Still, the security guard clung to the letter of the law like a young labrador with a particularly chewy slipper in its teeth.

I am ashamed to say that I didn't put up much of a fight. I did not stamp my feet and shout, 'I am a self-diagnosed borderline hypoglycemic! I must have my low-GI snackfoods!' I did, though, muster up an 'ARE YOU SERIOUS?' which was somewhere between sulky adolescent, incensed at their curfew, and customer of East Dulwich Sainsbury's being told there was no fresh coriander left on a Saturday morning.

I did not attempt to rally my fellow concert-goers into some kind of impassioned riot against the enfringement of my snacking civil liberties.

But next time, I will.

Almost certainly.


Anonymous said...

I was wondering how long that little event would make it to the blog, Miss Jones!

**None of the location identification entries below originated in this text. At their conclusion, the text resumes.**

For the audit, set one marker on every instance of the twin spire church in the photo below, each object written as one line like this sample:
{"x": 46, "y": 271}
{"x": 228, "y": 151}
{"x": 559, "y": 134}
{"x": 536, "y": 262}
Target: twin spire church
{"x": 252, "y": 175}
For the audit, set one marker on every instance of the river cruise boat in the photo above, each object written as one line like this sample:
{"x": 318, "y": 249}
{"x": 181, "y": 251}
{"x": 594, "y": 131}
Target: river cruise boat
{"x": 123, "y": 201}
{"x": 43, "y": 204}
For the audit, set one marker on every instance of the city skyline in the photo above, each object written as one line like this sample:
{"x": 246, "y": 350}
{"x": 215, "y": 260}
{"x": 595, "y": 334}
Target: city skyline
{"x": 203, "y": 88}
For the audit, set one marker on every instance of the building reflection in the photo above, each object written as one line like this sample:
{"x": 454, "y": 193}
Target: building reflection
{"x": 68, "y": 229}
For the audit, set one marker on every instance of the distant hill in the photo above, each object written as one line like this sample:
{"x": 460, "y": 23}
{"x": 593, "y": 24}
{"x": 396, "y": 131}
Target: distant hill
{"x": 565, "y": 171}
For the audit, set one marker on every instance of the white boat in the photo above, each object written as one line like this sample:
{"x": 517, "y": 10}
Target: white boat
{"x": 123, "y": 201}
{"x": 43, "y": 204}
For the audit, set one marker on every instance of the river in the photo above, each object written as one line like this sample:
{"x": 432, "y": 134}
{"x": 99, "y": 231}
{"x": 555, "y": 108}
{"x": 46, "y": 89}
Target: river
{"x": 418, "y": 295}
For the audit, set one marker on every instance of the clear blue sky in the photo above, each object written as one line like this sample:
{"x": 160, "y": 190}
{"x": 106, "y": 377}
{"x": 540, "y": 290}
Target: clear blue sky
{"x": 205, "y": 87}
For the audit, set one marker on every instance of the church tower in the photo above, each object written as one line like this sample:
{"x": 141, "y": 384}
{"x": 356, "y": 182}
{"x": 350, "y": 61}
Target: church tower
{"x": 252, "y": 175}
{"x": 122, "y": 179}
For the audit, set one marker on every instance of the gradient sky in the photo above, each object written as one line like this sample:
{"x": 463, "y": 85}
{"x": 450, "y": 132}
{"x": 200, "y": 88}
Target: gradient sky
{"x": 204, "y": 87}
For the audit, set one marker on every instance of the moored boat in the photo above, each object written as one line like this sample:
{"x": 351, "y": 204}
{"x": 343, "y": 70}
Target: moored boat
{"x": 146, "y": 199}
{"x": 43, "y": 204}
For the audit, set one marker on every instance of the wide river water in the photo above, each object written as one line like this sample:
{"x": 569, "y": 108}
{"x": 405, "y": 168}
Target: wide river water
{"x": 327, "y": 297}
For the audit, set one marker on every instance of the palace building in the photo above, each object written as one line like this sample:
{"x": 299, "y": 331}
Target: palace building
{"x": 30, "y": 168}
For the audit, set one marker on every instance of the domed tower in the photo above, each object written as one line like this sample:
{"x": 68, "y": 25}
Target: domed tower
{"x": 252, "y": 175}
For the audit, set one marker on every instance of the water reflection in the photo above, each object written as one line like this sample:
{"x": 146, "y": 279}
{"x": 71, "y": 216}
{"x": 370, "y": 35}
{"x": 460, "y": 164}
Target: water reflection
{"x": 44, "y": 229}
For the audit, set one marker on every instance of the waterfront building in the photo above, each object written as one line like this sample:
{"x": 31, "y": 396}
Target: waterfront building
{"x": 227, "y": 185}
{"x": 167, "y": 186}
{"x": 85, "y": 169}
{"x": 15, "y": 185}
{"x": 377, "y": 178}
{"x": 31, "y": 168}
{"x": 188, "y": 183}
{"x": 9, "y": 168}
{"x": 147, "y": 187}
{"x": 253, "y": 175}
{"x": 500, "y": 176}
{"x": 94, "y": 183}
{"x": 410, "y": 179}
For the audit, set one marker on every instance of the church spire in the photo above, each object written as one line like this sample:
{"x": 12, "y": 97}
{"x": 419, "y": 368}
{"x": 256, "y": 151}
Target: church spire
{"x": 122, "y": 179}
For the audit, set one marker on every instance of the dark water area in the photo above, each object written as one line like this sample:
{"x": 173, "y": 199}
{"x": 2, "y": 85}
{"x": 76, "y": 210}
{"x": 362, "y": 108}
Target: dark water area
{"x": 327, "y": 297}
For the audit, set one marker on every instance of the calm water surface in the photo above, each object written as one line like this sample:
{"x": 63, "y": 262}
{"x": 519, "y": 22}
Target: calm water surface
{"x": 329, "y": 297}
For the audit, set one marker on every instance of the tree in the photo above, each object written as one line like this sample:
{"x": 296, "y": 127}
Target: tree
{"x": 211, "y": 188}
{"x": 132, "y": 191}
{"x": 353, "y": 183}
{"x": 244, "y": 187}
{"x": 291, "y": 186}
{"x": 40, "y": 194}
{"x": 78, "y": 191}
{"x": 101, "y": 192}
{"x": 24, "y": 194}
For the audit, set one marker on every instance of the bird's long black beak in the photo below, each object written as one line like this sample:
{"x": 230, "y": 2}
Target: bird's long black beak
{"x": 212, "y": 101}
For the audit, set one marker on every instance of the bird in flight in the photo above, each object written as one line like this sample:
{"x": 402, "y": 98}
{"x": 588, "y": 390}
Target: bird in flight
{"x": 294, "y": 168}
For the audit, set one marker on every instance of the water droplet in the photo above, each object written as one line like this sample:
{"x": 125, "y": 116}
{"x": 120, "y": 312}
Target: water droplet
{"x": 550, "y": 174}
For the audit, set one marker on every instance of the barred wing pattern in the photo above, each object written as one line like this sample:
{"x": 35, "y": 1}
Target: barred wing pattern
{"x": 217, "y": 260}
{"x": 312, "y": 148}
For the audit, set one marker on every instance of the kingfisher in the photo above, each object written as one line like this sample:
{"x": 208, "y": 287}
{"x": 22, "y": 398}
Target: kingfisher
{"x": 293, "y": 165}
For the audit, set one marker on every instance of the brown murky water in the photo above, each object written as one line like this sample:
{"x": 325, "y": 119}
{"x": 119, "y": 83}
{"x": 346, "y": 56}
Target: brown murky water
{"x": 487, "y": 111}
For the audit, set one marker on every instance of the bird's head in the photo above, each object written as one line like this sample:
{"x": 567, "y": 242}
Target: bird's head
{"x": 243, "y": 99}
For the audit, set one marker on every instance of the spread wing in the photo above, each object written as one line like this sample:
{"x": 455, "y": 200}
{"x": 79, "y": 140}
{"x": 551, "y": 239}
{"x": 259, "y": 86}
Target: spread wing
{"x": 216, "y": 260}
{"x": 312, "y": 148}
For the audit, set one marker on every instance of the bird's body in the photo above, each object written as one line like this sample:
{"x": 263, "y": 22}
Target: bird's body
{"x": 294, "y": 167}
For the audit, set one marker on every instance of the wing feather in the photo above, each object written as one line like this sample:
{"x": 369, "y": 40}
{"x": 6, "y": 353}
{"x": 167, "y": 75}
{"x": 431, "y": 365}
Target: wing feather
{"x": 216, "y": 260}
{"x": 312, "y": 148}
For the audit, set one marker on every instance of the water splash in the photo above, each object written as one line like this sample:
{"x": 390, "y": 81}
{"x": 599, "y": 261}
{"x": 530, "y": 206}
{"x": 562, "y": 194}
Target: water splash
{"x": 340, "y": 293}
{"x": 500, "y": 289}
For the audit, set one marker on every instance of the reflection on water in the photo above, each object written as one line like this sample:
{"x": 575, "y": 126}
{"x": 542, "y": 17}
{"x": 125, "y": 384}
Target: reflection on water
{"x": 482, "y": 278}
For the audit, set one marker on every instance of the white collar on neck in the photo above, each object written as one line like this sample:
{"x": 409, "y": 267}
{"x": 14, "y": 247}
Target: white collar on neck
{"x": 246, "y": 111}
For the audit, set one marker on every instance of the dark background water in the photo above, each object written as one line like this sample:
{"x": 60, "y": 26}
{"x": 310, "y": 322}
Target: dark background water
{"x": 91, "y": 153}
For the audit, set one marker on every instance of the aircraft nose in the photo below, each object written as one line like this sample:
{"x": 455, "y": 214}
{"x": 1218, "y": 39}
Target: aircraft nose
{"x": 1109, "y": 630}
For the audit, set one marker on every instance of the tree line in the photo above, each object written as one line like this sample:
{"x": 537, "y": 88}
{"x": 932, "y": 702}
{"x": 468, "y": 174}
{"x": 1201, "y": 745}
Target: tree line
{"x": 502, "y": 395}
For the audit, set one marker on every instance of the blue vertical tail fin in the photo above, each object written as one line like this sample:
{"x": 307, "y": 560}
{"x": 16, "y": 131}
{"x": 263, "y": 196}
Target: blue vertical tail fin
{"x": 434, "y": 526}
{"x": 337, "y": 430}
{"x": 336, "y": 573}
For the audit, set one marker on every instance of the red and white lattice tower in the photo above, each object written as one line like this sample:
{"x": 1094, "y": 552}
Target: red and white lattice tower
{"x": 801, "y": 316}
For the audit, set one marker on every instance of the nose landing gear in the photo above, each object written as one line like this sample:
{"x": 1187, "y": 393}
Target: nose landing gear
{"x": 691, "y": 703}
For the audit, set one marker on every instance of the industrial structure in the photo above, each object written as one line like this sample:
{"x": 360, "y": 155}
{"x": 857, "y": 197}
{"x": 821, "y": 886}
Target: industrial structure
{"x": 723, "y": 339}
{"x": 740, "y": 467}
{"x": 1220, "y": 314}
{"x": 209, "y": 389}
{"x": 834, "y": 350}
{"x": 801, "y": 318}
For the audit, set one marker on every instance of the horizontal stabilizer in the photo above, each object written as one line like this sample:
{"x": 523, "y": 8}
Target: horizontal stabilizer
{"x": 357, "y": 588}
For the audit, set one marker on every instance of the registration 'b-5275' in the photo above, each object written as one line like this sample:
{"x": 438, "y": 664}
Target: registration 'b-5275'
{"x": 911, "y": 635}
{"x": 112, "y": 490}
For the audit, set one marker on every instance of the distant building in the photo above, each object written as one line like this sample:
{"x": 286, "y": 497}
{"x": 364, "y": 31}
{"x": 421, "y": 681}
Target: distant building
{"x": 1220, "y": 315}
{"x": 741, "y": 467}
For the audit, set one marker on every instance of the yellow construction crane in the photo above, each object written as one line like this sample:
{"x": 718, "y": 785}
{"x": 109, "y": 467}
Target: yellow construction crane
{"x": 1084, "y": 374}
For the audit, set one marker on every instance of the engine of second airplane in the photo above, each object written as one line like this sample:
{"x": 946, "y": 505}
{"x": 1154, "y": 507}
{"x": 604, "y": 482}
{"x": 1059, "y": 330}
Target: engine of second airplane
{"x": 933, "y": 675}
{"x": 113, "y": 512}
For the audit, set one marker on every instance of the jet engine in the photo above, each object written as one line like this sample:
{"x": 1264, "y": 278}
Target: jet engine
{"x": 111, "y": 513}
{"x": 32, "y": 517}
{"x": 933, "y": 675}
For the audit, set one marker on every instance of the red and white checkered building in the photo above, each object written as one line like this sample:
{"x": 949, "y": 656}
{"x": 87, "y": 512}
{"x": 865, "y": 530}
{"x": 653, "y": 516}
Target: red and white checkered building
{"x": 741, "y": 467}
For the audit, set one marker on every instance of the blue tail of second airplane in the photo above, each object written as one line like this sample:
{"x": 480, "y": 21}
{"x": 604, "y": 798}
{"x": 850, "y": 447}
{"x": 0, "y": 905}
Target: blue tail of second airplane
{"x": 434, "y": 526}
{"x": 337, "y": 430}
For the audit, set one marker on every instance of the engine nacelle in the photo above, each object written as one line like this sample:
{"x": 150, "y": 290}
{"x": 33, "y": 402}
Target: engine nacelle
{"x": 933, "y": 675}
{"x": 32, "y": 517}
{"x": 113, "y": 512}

Readers, as a key eye-witness to the incident, I can report that Miss Jones was *seething*, if you can imagine such a thing. Just for a moment or two.


InvisibleWoman said...

I was momentarily distracted wondering what a 'Cat bake' was. I bet the snack police fought for the right to empty the bins and cart off their ill-begotten gains to scoff in comfort after the show.